The protest encampment, the anti-capitalism campaigners’ largest in London, cost the financial district 120,000 pounds in legal fees and 28,000 pounds in health and safety expenses, City of London Police said in an e-mail. The neighborhood’s police authority spent 525,257 pounds to move officers from other duties and 386,434 pounds in expenses such as overtime.
Wealth disparities fueled protests around the globe last year. The Occupy Movement began in September, when protesters took up residence in New York’s Zuccotti Park to highlight the plight of Americans who suffered even as the largest U.S. banks recovered from the 2008 financial crisis.
Demonstrators inspired by the Occupy Wall Street protests in New York moved to St.

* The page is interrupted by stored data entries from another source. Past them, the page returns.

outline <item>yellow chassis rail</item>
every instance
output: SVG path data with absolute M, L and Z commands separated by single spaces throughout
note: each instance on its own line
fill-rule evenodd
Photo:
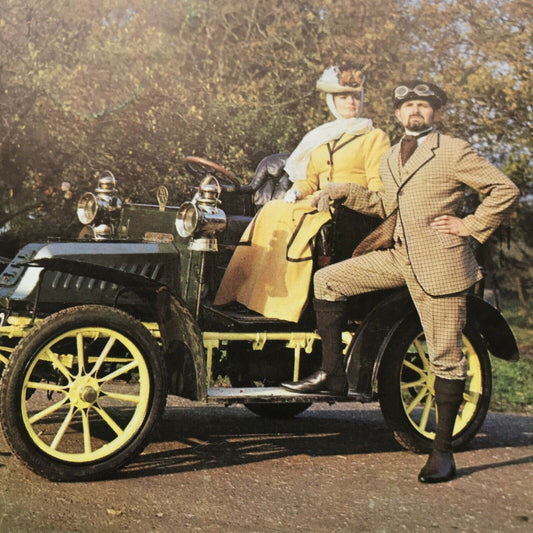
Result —
M 228 341 L 248 341 L 252 343 L 253 350 L 262 350 L 267 341 L 285 341 L 287 348 L 294 350 L 293 379 L 298 380 L 300 373 L 300 354 L 311 353 L 313 343 L 320 337 L 314 332 L 287 332 L 287 333 L 221 333 L 220 331 L 205 331 L 203 334 L 204 347 L 207 350 L 207 379 L 211 381 L 213 368 L 213 350 L 218 350 L 221 344 Z
M 28 317 L 8 317 L 7 325 L 0 327 L 0 337 L 7 337 L 8 339 L 20 339 L 28 333 L 28 329 L 31 327 L 32 320 Z M 4 365 L 14 348 L 11 346 L 4 346 L 0 344 L 0 362 Z
M 348 350 L 348 347 L 352 341 L 353 333 L 348 331 L 343 332 L 342 341 L 345 344 L 344 352 Z M 207 351 L 207 379 L 208 383 L 212 380 L 213 369 L 213 351 L 220 349 L 220 346 L 228 341 L 248 341 L 252 343 L 253 350 L 262 350 L 265 343 L 268 341 L 285 341 L 285 346 L 294 350 L 294 367 L 293 367 L 293 381 L 298 381 L 300 378 L 300 357 L 302 350 L 305 353 L 311 353 L 313 351 L 313 343 L 316 340 L 320 340 L 318 333 L 314 331 L 302 331 L 302 332 L 256 332 L 256 333 L 233 333 L 220 331 L 205 331 L 203 333 L 204 347 Z

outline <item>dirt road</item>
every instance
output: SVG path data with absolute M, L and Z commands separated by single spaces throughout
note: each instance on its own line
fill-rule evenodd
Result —
M 458 477 L 422 485 L 376 405 L 288 421 L 174 401 L 114 479 L 52 483 L 0 440 L 0 531 L 532 532 L 533 417 L 489 413 Z

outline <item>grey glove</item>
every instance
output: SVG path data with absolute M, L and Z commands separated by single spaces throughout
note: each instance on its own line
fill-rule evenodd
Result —
M 311 205 L 316 207 L 318 211 L 329 211 L 330 202 L 346 198 L 349 193 L 349 183 L 328 183 L 322 191 L 313 197 Z

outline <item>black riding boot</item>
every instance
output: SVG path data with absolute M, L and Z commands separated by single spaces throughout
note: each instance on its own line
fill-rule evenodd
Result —
M 440 483 L 449 481 L 455 476 L 452 435 L 464 390 L 465 382 L 462 379 L 435 378 L 437 429 L 433 451 L 418 474 L 418 480 L 422 483 Z
M 322 339 L 322 364 L 320 370 L 300 381 L 282 383 L 292 392 L 327 391 L 345 396 L 348 393 L 344 359 L 342 355 L 342 331 L 346 325 L 346 302 L 313 300 L 318 334 Z

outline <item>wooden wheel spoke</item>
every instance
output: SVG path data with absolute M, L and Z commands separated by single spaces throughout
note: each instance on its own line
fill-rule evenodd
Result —
M 123 429 L 111 418 L 109 413 L 99 406 L 93 406 L 94 410 L 100 415 L 102 420 L 120 437 L 124 431 Z
M 56 436 L 54 437 L 54 440 L 50 444 L 50 448 L 52 448 L 52 450 L 56 450 L 57 447 L 59 446 L 59 443 L 61 442 L 61 439 L 65 436 L 65 433 L 68 427 L 70 426 L 70 423 L 72 422 L 73 418 L 74 418 L 74 408 L 71 407 L 67 413 L 67 416 L 65 416 L 65 420 L 63 420 L 63 423 L 58 429 Z
M 78 357 L 78 375 L 85 374 L 85 350 L 83 347 L 83 333 L 76 334 L 76 353 Z
M 61 409 L 68 401 L 67 396 L 61 398 L 59 402 L 54 403 L 53 405 L 50 405 L 46 409 L 43 409 L 42 411 L 39 411 L 38 413 L 35 413 L 32 417 L 29 418 L 30 424 L 35 424 L 35 422 L 38 422 L 39 420 L 42 420 L 45 416 L 51 415 L 52 413 L 55 413 L 58 409 Z
M 422 411 L 422 416 L 420 417 L 419 427 L 422 431 L 426 431 L 426 427 L 429 421 L 429 415 L 431 413 L 431 408 L 433 407 L 433 397 L 431 394 L 428 394 L 426 401 L 424 402 L 424 410 Z
M 139 403 L 140 396 L 138 394 L 122 394 L 120 392 L 104 392 L 107 398 L 113 400 L 121 400 L 123 402 Z
M 131 363 L 121 366 L 120 368 L 117 368 L 114 372 L 111 372 L 111 374 L 107 374 L 107 376 L 104 376 L 99 379 L 100 383 L 106 383 L 108 381 L 113 381 L 115 378 L 118 378 L 122 374 L 128 373 L 130 370 L 133 370 L 138 366 L 138 363 L 136 361 L 132 361 Z
M 56 383 L 47 383 L 44 381 L 28 381 L 26 389 L 46 390 L 52 392 L 65 392 L 65 387 Z
M 403 366 L 406 366 L 407 368 L 409 368 L 413 372 L 416 372 L 417 374 L 419 374 L 422 377 L 426 377 L 427 376 L 427 370 L 426 369 L 420 368 L 419 366 L 411 363 L 411 361 L 404 360 Z
M 415 339 L 413 341 L 413 346 L 416 349 L 416 353 L 420 356 L 420 359 L 422 360 L 424 369 L 426 370 L 426 372 L 429 372 L 429 357 L 424 348 L 422 347 L 422 343 L 419 339 Z
M 420 404 L 420 402 L 422 401 L 422 398 L 424 398 L 424 396 L 428 393 L 428 388 L 427 387 L 422 387 L 419 391 L 419 393 L 413 398 L 413 401 L 407 405 L 405 407 L 405 412 L 407 414 L 411 414 L 411 412 L 413 411 L 413 409 Z
M 91 369 L 90 375 L 96 376 L 98 374 L 98 371 L 100 370 L 100 367 L 102 366 L 103 362 L 109 355 L 109 352 L 111 351 L 111 348 L 115 344 L 116 338 L 115 337 L 109 337 L 108 341 L 106 342 L 102 352 L 98 356 L 98 359 L 96 360 L 96 363 L 94 363 L 93 368 Z
M 415 387 L 421 387 L 426 384 L 426 379 L 417 379 L 416 381 L 402 381 L 400 388 L 402 390 L 413 389 Z
M 91 453 L 91 426 L 89 424 L 89 410 L 83 409 L 81 412 L 81 421 L 83 426 L 83 450 L 85 453 Z

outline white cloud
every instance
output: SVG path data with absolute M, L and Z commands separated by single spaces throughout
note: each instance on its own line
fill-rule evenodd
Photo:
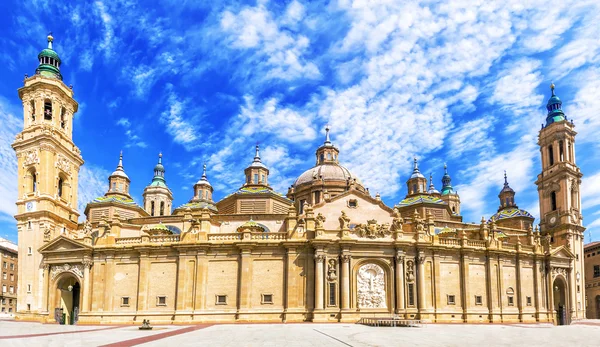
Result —
M 79 195 L 77 196 L 77 209 L 81 214 L 79 220 L 85 219 L 83 212 L 89 202 L 99 196 L 103 196 L 108 190 L 108 176 L 110 172 L 90 165 L 85 164 L 79 170 Z
M 0 218 L 3 220 L 12 219 L 17 213 L 17 157 L 11 143 L 23 127 L 23 120 L 19 116 L 21 112 L 19 106 L 0 97 L 0 177 L 3 182 L 12 182 L 0 184 Z
M 289 24 L 302 16 L 302 5 L 292 3 L 282 22 Z M 321 77 L 317 65 L 305 56 L 310 40 L 304 35 L 281 30 L 278 20 L 263 5 L 244 7 L 239 12 L 224 11 L 220 27 L 230 47 L 252 50 L 254 68 L 264 71 L 264 75 L 256 76 L 258 78 L 291 81 Z
M 269 133 L 279 140 L 292 143 L 315 139 L 313 118 L 310 115 L 281 107 L 275 98 L 266 100 L 262 105 L 256 105 L 250 96 L 245 96 L 244 100 L 246 103 L 235 121 L 235 128 L 244 136 Z
M 167 85 L 166 92 L 167 108 L 161 113 L 160 122 L 166 126 L 174 142 L 188 150 L 196 148 L 200 145 L 197 124 L 202 118 L 202 110 L 193 107 L 188 99 L 179 98 L 173 85 Z
M 449 146 L 452 148 L 450 158 L 459 158 L 465 154 L 476 154 L 481 159 L 494 153 L 495 144 L 491 137 L 494 131 L 494 118 L 485 116 L 462 123 L 450 136 Z
M 131 129 L 131 122 L 127 118 L 119 118 L 116 123 L 125 129 L 125 138 L 127 141 L 125 142 L 125 147 L 141 147 L 146 148 L 148 144 Z M 139 129 L 141 126 L 136 126 L 136 129 Z

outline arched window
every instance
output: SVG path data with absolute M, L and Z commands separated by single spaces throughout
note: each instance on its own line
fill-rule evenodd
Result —
M 160 215 L 161 216 L 165 215 L 165 202 L 164 201 L 160 202 Z
M 150 202 L 150 215 L 154 216 L 154 201 Z
M 550 193 L 550 205 L 552 211 L 556 211 L 556 192 Z
M 30 193 L 34 193 L 37 190 L 37 174 L 34 169 L 29 170 L 29 183 L 27 184 L 27 190 Z
M 60 108 L 60 127 L 63 129 L 67 128 L 67 116 L 65 115 L 65 108 Z
M 58 197 L 59 198 L 62 198 L 62 196 L 63 196 L 63 184 L 64 183 L 65 182 L 63 181 L 62 177 L 60 177 L 58 179 Z
M 550 166 L 554 165 L 554 150 L 552 145 L 548 146 L 548 159 L 550 160 Z
M 321 155 L 319 156 L 321 160 L 319 160 L 320 163 L 323 162 L 323 160 L 325 160 L 325 154 L 321 153 Z
M 258 174 L 254 174 L 254 184 L 258 184 Z
M 562 141 L 558 142 L 558 160 L 565 161 L 565 149 Z
M 327 153 L 327 160 L 331 160 L 331 153 Z
M 412 191 L 413 193 L 416 193 L 416 192 L 417 192 L 417 185 L 416 185 L 416 184 L 413 184 L 413 189 L 412 189 L 412 190 L 413 190 L 413 191 Z
M 508 202 L 509 202 L 508 198 L 504 199 L 504 206 L 508 206 Z
M 52 120 L 52 102 L 50 100 L 44 101 L 44 120 Z
M 35 122 L 35 101 L 31 100 L 31 123 Z

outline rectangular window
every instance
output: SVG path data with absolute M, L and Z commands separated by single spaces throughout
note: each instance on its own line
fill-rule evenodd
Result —
M 298 206 L 298 212 L 299 214 L 303 214 L 304 213 L 304 203 L 306 202 L 306 200 L 300 200 L 300 206 Z
M 11 269 L 11 270 L 14 270 L 14 269 L 15 269 L 15 264 L 14 264 L 14 263 L 10 264 L 10 269 Z
M 10 274 L 10 280 L 11 280 L 12 282 L 14 282 L 14 281 L 15 281 L 15 275 L 14 275 L 14 274 Z
M 215 305 L 227 305 L 227 295 L 216 295 Z
M 3 273 L 2 273 L 2 278 L 6 279 L 6 278 L 7 278 L 6 276 L 7 276 L 7 275 L 6 275 L 6 272 L 3 272 Z
M 27 293 L 31 293 L 31 284 L 27 284 Z
M 600 265 L 594 265 L 594 277 L 600 277 Z
M 254 184 L 258 184 L 258 174 L 254 174 Z
M 350 200 L 348 200 L 348 207 L 350 207 L 350 208 L 356 208 L 356 206 L 358 206 L 358 201 L 356 199 L 350 199 Z
M 512 295 L 508 296 L 508 306 L 514 306 L 515 305 L 515 300 L 513 298 Z
M 27 304 L 27 311 L 31 311 L 31 304 Z
M 408 284 L 408 306 L 415 306 L 415 285 L 414 285 L 414 283 Z
M 27 247 L 27 255 L 32 255 L 32 249 L 31 247 Z
M 157 296 L 156 297 L 156 306 L 167 306 L 167 297 L 166 296 Z
M 2 305 L 6 305 L 6 299 L 2 298 Z
M 456 305 L 456 298 L 454 295 L 448 295 L 448 305 Z
M 531 296 L 525 298 L 527 302 L 527 306 L 531 306 Z
M 128 296 L 121 297 L 121 306 L 124 306 L 124 307 L 129 306 L 129 297 Z
M 10 289 L 8 290 L 8 292 L 13 294 L 15 292 L 15 287 L 10 286 Z
M 318 204 L 321 202 L 321 192 L 320 191 L 316 191 L 315 192 L 315 198 L 314 198 L 314 204 Z
M 483 299 L 481 295 L 475 295 L 475 305 L 483 305 Z
M 2 264 L 2 266 L 4 266 L 4 268 L 6 269 L 6 268 L 7 268 L 6 262 L 4 262 L 4 263 Z
M 6 293 L 6 284 L 2 285 L 2 293 Z
M 329 283 L 329 306 L 336 306 L 336 285 L 335 282 Z
M 273 294 L 262 294 L 261 304 L 272 304 L 273 303 Z
M 10 313 L 10 312 L 12 312 L 12 307 L 9 307 L 9 308 L 8 308 L 8 312 L 9 312 L 9 313 Z

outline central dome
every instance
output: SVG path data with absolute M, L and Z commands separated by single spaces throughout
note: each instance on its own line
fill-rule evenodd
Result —
M 300 177 L 294 182 L 294 186 L 299 186 L 304 183 L 313 182 L 316 180 L 323 181 L 343 181 L 346 182 L 348 179 L 351 181 L 356 180 L 356 183 L 362 185 L 362 182 L 347 168 L 342 165 L 335 164 L 321 164 L 311 169 L 304 171 Z

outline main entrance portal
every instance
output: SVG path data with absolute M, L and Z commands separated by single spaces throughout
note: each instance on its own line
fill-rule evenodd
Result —
M 79 282 L 73 276 L 65 276 L 58 281 L 54 319 L 59 324 L 77 324 L 80 307 Z
M 556 322 L 558 325 L 568 325 L 570 323 L 570 313 L 567 305 L 567 286 L 562 277 L 554 279 L 554 312 L 556 312 Z

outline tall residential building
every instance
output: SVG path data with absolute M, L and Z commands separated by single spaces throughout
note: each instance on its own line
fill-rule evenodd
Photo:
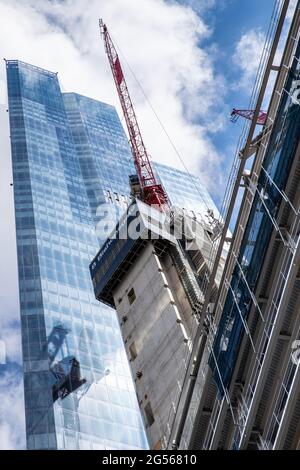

Paul’s in October, leading to the cathedral’s temporary closure later that month. Police dismantled tents and makeshift shelters when they evicted Occupy London demonstrators from their campsite outside St. Paul’s on Feb. 28.
The last remaining camp in Finsbury Square cost Islington council 10,000 pounds to monitor, according to a response from a separate Freedom of Information request. Bloomberg LP’s European headquarters are located on Finsbury Square.
Evicting protesters from their encampment around City Hall in November cost Los Angeles taxpayers $2.35 million, officials said Dec. 23.